Photo: Neil Palmer / IWMI
Photo: Neil Palmer / IWMI

Since the COVID-19 crisis escalated, we have been reminded daily that one of the most important precautionary measures we can take to avoid infection – and spreading the virus – is washing our hands.

I am sure most of those reading are adhering to this advice. However, we must think of those without access to affordable and safe water. For millions of marginalized, highly vulnerable people, the current situation is personally perilous but, more importantly perhaps, highlights the public health risk for a whole society desperately trying to contain the virus.

In India’s western state, Maharashtra, which has to date recorded the highest number of COVID-19 cases in that country, and which also houses huge numbers of low-income slum settlements, there is almost no water – and certainly not enough to wash hands more frequently – for the most marginalized.

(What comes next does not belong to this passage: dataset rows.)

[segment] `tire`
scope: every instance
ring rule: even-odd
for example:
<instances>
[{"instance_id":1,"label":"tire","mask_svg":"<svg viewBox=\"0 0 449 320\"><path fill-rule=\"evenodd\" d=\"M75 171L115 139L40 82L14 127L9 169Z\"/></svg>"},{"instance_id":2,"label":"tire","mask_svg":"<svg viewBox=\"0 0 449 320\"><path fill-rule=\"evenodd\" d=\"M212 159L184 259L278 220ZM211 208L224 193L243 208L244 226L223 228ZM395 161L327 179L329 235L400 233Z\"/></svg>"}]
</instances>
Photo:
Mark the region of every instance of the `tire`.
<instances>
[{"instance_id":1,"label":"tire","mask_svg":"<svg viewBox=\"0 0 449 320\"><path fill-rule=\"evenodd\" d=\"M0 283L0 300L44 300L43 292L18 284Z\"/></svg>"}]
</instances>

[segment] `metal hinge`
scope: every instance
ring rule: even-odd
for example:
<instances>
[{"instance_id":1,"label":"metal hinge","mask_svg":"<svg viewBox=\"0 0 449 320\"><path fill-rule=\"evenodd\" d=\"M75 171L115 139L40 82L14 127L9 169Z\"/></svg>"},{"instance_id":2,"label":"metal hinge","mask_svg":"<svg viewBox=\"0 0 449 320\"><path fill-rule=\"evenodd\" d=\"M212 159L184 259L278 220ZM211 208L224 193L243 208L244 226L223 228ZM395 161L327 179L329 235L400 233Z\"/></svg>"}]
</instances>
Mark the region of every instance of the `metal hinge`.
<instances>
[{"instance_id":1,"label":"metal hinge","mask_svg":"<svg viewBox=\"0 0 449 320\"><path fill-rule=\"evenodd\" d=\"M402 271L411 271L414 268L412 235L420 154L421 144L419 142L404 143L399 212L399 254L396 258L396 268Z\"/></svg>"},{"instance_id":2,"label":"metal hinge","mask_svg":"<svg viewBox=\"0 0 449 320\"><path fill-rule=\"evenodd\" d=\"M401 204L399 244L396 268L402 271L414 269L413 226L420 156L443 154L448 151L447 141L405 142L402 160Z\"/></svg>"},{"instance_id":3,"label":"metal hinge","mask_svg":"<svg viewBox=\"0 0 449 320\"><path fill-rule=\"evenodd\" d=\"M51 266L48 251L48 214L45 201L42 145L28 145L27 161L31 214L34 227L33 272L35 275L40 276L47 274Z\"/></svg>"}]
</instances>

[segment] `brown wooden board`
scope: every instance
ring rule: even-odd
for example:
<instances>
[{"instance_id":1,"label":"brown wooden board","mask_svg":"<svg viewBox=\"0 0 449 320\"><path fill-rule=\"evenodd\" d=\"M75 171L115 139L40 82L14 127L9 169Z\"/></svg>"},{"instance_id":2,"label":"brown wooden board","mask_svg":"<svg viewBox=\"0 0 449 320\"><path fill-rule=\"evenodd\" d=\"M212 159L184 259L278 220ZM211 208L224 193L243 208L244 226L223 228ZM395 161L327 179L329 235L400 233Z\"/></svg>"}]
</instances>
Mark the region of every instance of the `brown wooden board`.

India’s leading paper, the Indian Express, published an article that highlights how many are not in a position to practice the protective measures against COVID-19 that are advised by the World Health Organization (WHO). The article focuses on a family of five living in a 3 × 3 meter room in Janata Nagar, at the farthest edge of Mandala, a slum of about 4,000 shanties. “Wash our hands frequently?” the mother of three young children says. “Sometimes I have to skip bathing to save water for cooking.”

These are the terrible trade-offs and dilemmas facing some 748 million people worldwide who live without basic access to clean water.

On this World Water Day 2020, the crushing global failure to provide this basic service to so many is in ever-sharper relief. There are enormous global public health consequences, if we do not address equitable access to this vital resource. The poorest and most marginalized should not have to make do with unsafe, inadequate water supplies, for which they pay disproportionately more than those with access to safe, official and/or private supplies, including those in the Global North.

For all of us that can wash our hands whenever we want to, this comes as a strong reminder not only that we are immensely privileged but also that the increased demand for domestic water may have trade-offs both ‘downstream’ (in wastewater production) and upstream (in competing demands for supplies from agriculture and other sectors). Supporting the growing proportion of the poorest and most vulnerable now living in cities, like those featured in the article in the Indian Express, will require policy responses that address a more ‘inclusive and holistic water security’ spanning rural and urban geographies, food and nutrition securities, and within what are often quite ‘ungoverned’ spaces.

These are very complex policy issues, but the cost of not addressing them will increase in the future — and surely, we do not want or need another global pandemic to remind us. At the International Water Management Institute (IWMI), this reminds us that inclusion is fundamental to water and food security, and to the health and well-being of all.